Njoroge explained how he was unable to celebrate Canada Day back home because he is consumed by thoughts of that March 10 crash, which killed all 157 people aboard shortly after takeoff.

“I think about their last six minutes a lot,” he told the panel. “My wife and my mom-in-law knew they were going to die. They had to somehow comfort the children during those final moments knowing they were all their last. I wish I was there with them.”

He went on to criticize Boeing’s explanation that “foreign pilot error” was to blame for the Ethiopian tragedy and a prior one involving a Boeing 737 Max plane in Indonesia in October 2018 that killed 189 people.

“This distracted from correcting the root causes of the crashes and it’s an insult to humanity,” he said.

Njoroge said the families demand the Boeing 737 Max jets, which have been grounded worldwide since the second crash, be re-certified as a new plane. He also said the families would like pilots to undergo simulator training for the jet’s flight control software, instead of the computer training Boeing has suggested.

In an interview with CTV News Channel following his testimony, Njoroge said he believes there were “weaknesses” in the internal oversight processes that led to the Boeing 737 Max aircrafts’ design flaws.

“You wonder why that plane was certified to fly,” he said from Washington on Thursday.

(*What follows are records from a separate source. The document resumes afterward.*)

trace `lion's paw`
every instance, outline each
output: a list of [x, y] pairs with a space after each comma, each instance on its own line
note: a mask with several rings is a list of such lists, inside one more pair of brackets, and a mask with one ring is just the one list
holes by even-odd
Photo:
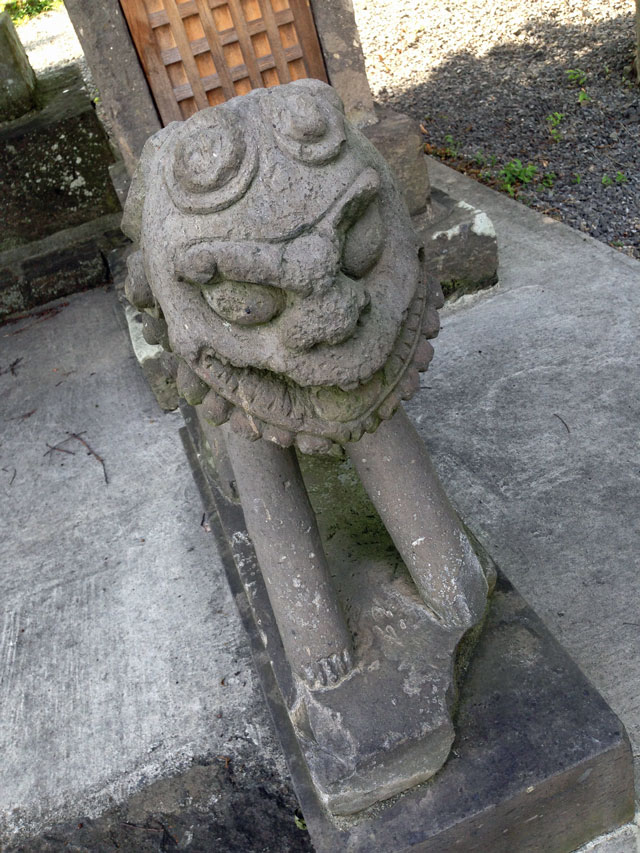
[[334, 687], [353, 669], [353, 657], [349, 649], [342, 649], [314, 664], [303, 667], [304, 680], [308, 687]]

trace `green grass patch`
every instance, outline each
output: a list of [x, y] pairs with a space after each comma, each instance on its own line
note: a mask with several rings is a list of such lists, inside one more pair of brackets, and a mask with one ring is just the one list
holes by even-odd
[[61, 6], [62, 0], [0, 0], [0, 12], [8, 12], [15, 24]]

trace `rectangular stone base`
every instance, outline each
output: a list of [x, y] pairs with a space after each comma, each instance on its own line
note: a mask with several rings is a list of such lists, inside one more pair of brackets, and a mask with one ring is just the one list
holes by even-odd
[[[324, 808], [287, 714], [291, 673], [232, 499], [192, 410], [182, 430], [318, 853], [569, 853], [633, 815], [626, 733], [504, 576], [460, 686], [456, 740], [428, 782], [349, 818]], [[215, 456], [215, 448], [214, 448]], [[235, 535], [234, 535], [235, 534]], [[267, 652], [268, 650], [268, 652]]]

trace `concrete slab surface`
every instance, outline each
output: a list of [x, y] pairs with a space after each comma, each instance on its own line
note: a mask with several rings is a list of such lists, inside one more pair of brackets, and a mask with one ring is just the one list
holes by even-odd
[[443, 311], [407, 408], [461, 515], [625, 724], [638, 790], [640, 263], [430, 174], [492, 219], [500, 282]]
[[[0, 850], [153, 790], [194, 759], [224, 777], [210, 779], [211, 826], [231, 773], [242, 786], [241, 761], [303, 835], [201, 524], [181, 416], [158, 408], [113, 292], [53, 305], [0, 327]], [[128, 849], [146, 849], [138, 841]]]
[[437, 162], [500, 283], [442, 316], [408, 404], [462, 516], [640, 755], [640, 263]]
[[[409, 411], [467, 523], [622, 719], [638, 768], [640, 264], [441, 164], [431, 177], [493, 220], [500, 283], [445, 309]], [[0, 849], [114, 849], [74, 829], [103, 813], [122, 849], [308, 849], [285, 831], [295, 803], [180, 418], [157, 408], [119, 311], [99, 290], [0, 327]], [[166, 787], [195, 790], [200, 767], [206, 832], [179, 819], [191, 794]], [[135, 836], [149, 809], [174, 815], [173, 842], [156, 824]], [[10, 841], [25, 833], [41, 834]], [[590, 847], [638, 849], [633, 826]]]

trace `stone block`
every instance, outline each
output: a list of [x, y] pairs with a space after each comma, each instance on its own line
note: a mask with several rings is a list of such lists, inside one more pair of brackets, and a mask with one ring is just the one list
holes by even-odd
[[23, 264], [23, 271], [34, 305], [99, 287], [109, 280], [102, 252], [92, 242], [30, 258]]
[[0, 130], [0, 251], [120, 208], [113, 153], [82, 79], [56, 79], [44, 109]]
[[[287, 713], [291, 675], [242, 510], [207, 466], [195, 413], [184, 413], [185, 448], [208, 517], [220, 520], [229, 583], [317, 853], [570, 853], [632, 817], [624, 728], [501, 575], [473, 655], [463, 650], [459, 658], [457, 734], [444, 767], [382, 806], [332, 816], [310, 783]], [[340, 505], [337, 495], [323, 501]], [[314, 508], [321, 509], [315, 501]], [[351, 524], [331, 528], [325, 541], [328, 554], [335, 540], [350, 542], [348, 563], [339, 566], [345, 583], [354, 561], [386, 553], [371, 531], [349, 531]], [[377, 707], [388, 698], [381, 691], [368, 701]]]
[[420, 128], [409, 116], [388, 107], [376, 106], [376, 116], [376, 124], [363, 128], [363, 133], [391, 166], [409, 213], [424, 213], [431, 189]]
[[8, 12], [0, 13], [0, 122], [34, 109], [36, 75]]
[[176, 388], [176, 357], [159, 344], [147, 343], [143, 336], [143, 314], [126, 302], [124, 311], [133, 351], [154, 397], [165, 412], [177, 409], [180, 398]]
[[373, 95], [351, 0], [311, 0], [311, 8], [329, 83], [340, 95], [347, 118], [361, 129], [375, 124]]
[[126, 238], [120, 214], [67, 228], [0, 253], [0, 318], [107, 284], [106, 256]]
[[498, 242], [484, 211], [433, 189], [432, 211], [414, 216], [430, 271], [445, 296], [490, 287], [498, 280]]

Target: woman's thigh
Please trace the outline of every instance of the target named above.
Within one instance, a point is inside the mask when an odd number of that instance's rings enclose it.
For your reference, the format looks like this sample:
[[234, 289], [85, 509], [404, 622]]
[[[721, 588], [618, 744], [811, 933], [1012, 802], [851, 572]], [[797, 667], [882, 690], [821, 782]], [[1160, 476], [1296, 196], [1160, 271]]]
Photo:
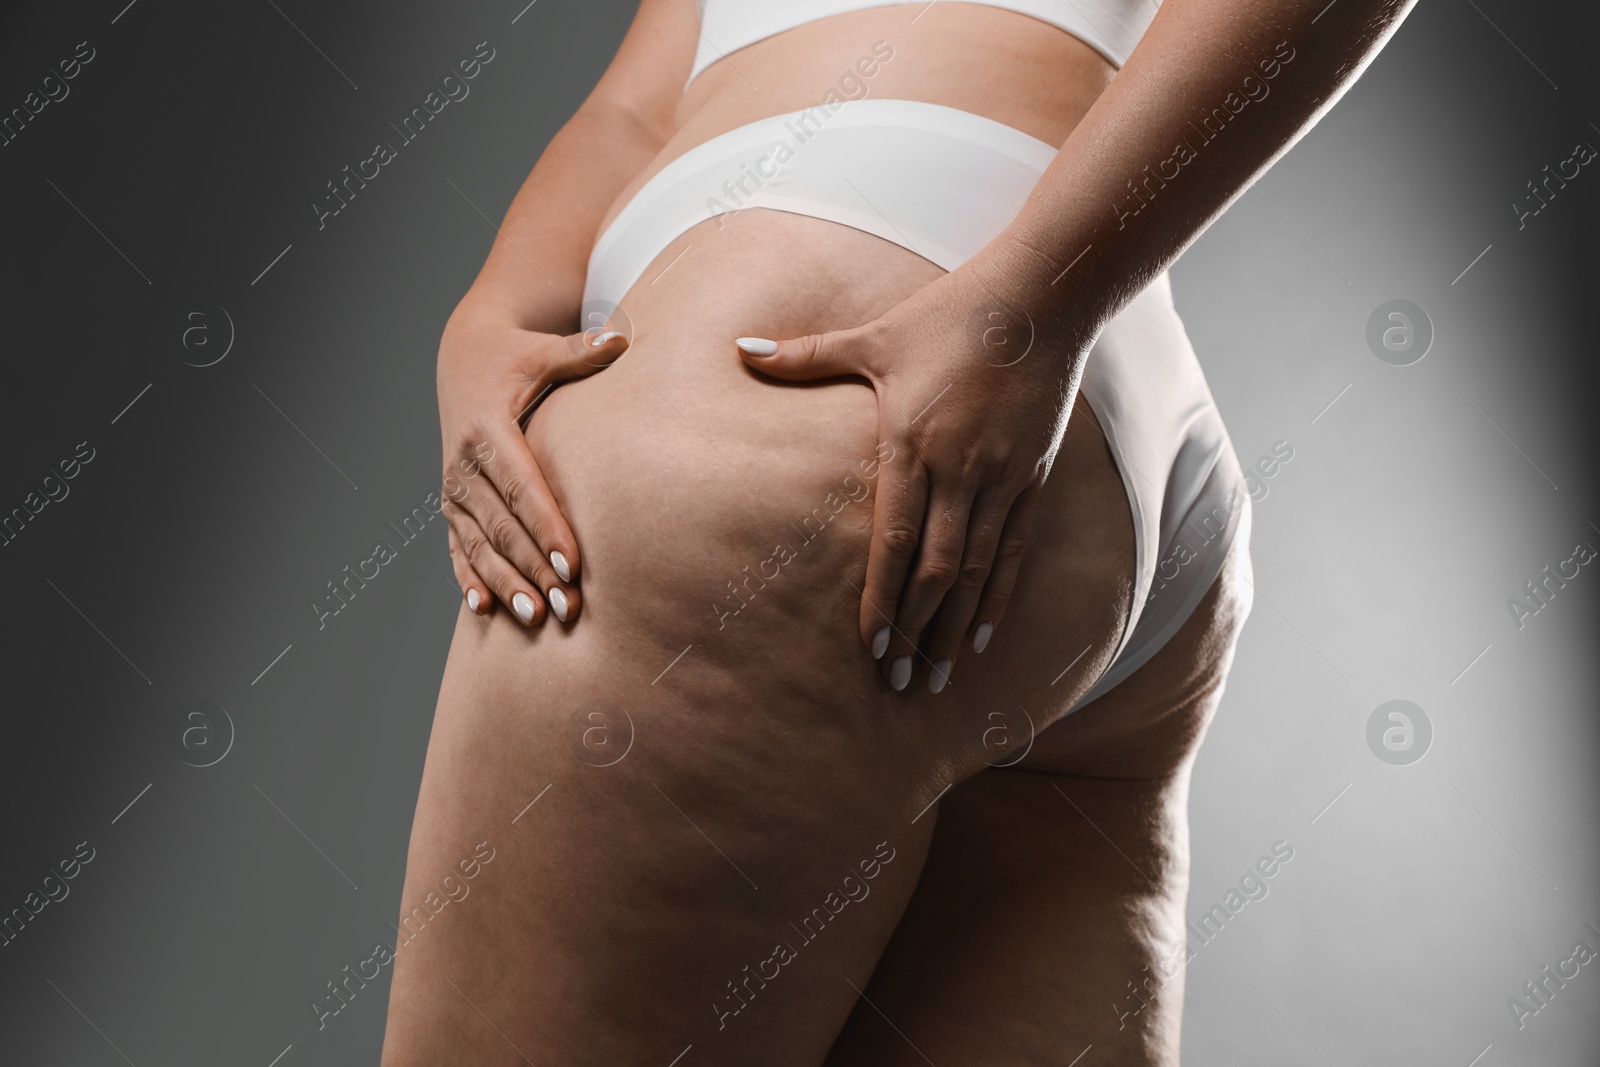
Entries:
[[1150, 662], [946, 794], [830, 1065], [1178, 1063], [1189, 767], [1250, 602], [1246, 528]]
[[[820, 1064], [992, 713], [1048, 724], [1110, 658], [1132, 523], [1081, 417], [990, 648], [933, 696], [890, 691], [860, 645], [872, 493], [905, 458], [864, 383], [764, 380], [732, 339], [857, 325], [937, 274], [817, 220], [702, 225], [624, 301], [622, 362], [535, 412], [584, 611], [458, 621], [387, 1064]], [[493, 859], [441, 891], [474, 849]]]

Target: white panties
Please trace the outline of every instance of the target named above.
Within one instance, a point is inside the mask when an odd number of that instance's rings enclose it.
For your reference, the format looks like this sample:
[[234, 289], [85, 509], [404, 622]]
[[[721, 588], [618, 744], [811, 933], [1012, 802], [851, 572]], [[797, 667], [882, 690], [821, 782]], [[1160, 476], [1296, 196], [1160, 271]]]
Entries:
[[[1055, 152], [990, 119], [910, 100], [762, 119], [691, 148], [640, 188], [595, 243], [584, 302], [621, 303], [685, 231], [749, 207], [851, 226], [954, 270], [1011, 222]], [[1101, 332], [1080, 389], [1127, 489], [1136, 562], [1117, 655], [1073, 710], [1177, 632], [1250, 511], [1165, 274]]]

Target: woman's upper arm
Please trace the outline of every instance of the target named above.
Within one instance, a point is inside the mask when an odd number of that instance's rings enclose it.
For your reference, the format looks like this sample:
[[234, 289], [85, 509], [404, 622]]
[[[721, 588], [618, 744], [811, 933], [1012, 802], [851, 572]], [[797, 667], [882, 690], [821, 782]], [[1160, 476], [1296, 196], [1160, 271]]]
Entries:
[[641, 0], [633, 24], [584, 107], [627, 112], [664, 142], [694, 66], [700, 15], [694, 0]]

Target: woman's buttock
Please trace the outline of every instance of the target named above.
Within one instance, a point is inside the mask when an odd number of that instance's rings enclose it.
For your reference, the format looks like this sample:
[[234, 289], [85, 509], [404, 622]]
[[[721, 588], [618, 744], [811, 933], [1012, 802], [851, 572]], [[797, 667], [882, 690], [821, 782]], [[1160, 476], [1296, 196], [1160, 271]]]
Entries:
[[[856, 619], [874, 495], [913, 461], [880, 438], [865, 381], [764, 378], [733, 339], [860, 325], [939, 274], [877, 237], [783, 212], [704, 223], [668, 247], [623, 301], [627, 355], [553, 392], [528, 426], [584, 567], [581, 620], [526, 638], [541, 666], [648, 685], [688, 649], [741, 700], [903, 705]], [[1080, 398], [1016, 600], [938, 699], [981, 693], [1059, 715], [1122, 636], [1133, 559], [1121, 476]]]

He said the U.S. Federal Aviation Administration (FAA) should be led by safety engineers and Congress should increase the regulatory body’s budget so that it can overhaul its aviation safety system.

On a personal level, Njoroge said he’d like to see Boeing’s CEO and executive team resign from their positions and take responsibility for the deaths of his family and the 341 other people in those two crashes.

Following the Ethiopia crash, Boeing’s leadership team publicly apologized to the families of the victims of both tragedies. Njoroge, however, said he has yet to receive a personal apology from anyone at Boeing.

“For them, it’s for commercial reasons. They issued that apology for commercial reasons,” he said. “They’ve not done it and I don’t think they feel compelled to do it. They don’t have concerns for the families of the victims.”

The day before Njoroge testified, Boeing announced it had set aside US$50 million to give directly to the victims’ families as compensation for the loss of their loved ones.

As difficult as it was to share his grief in front of a congressional panel, Njoroge said he felt compelled to do it.

“It was very difficult for me, but it’s very important for all of the families of the victims,” he explained. “This is what my wife would want me to do so I had to do it for her.”